Допустим, Бог устраивал мир сообразно каким-то законам. Для Декарта такое понимание неприемлемо по одной простой причине: оно для него есть нарушение строгости правдивого мышления, а именно: если бы это было так, то есть если Бог устраивает что-то, ориентируясь на что-то другое (скажем, создает какую-то вещь, а в правой руке он держит план того, какой она должна быть), то тем самым в Боге есть необходимость, он подчиняется какой-то необходимости. Если он подчиняется какой-то необходимости, он подчиняется чему-то, что вне него. А что вне Бога? Это противоречие в терминах. В действительности, говорит Декарт, Бог делает не потому, что что-то правильно или истинно, а истинно то, что сделано Богом. Так сделал или так пошел, и это стало истиной, которая необратима и неотменяема. Вот с этим связан его ответ на то, может ли Бог создать злое существо, ненавидящее его. «Теперь уже не может». В мире, в котором человек способен сказать «я мыслю, я существую», – в этом мире может быть приостановлено действие униформно обманывающих сил, тех, которые без нас нами водили бы и действие которых внутри нас мы бы принимали за продукты собственного рассуждения и собственного размышления.

Мы часто пользуемся выражением «самому мыслить» или «собственный ум», не вдумываемся в него, и напрасно, потому что это богатое выражение и, если вдуматься, оно содержит в себе какой-то свет, который освещает нам проблему определения мышления. Слово «просвещение» употребляется в таком обороте: «эпоха Просвещения», «век Просвещения». Что такое просвещение? К сожалению, под просвещением часто понимают наличие некоторой суммы знаний и распространение этой суммы знаний среди максимального числа людей. То есть сумма каких-то позитивных, надежных знаний просвещает людей, когда она распространяется среди них. В социалистической мысли именно такое понимание просвещения закрепилось.

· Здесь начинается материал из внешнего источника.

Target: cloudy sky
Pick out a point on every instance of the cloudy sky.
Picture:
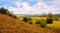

В действительности, просвещение означает нечто совсем другое (именно то слово, которое фигурирует в словосочетании «век Просвещения» или «век Разума», «эпоха Просвещения»). Просвещение, как Кант уже предупреждал, – это чисто негативное понятие, оно не имеет в виду никакой суммы знаний. И, действительно, для философа было бы странно говорить о сумме знаний, потому что, как вы знаете, философия есть знающее незнание. Знать о том, что ты не знаешь, и есть философия. Это понятие негативное в том смысле, что мыслить можно только самому. И тем самым просвещение означает, как выражался тот же Кант, век совершеннолетия человечества. А что такое совершеннолетие? Это тогда, когда мы не нуждаемся в помочах. Не ходим на помочах и не нуждаемся в том, чтобы нами управлял какой-нибудь внешний авторитет. Достичь состояния, когда ты можешь быть не управляем внешним авторитетом, есть просвещение, или взрослость, понимаемая с точки зрения ума. И в контексте просвещения, понимаемого таким образом, употребляется словосочетание «пользоваться собственным умом».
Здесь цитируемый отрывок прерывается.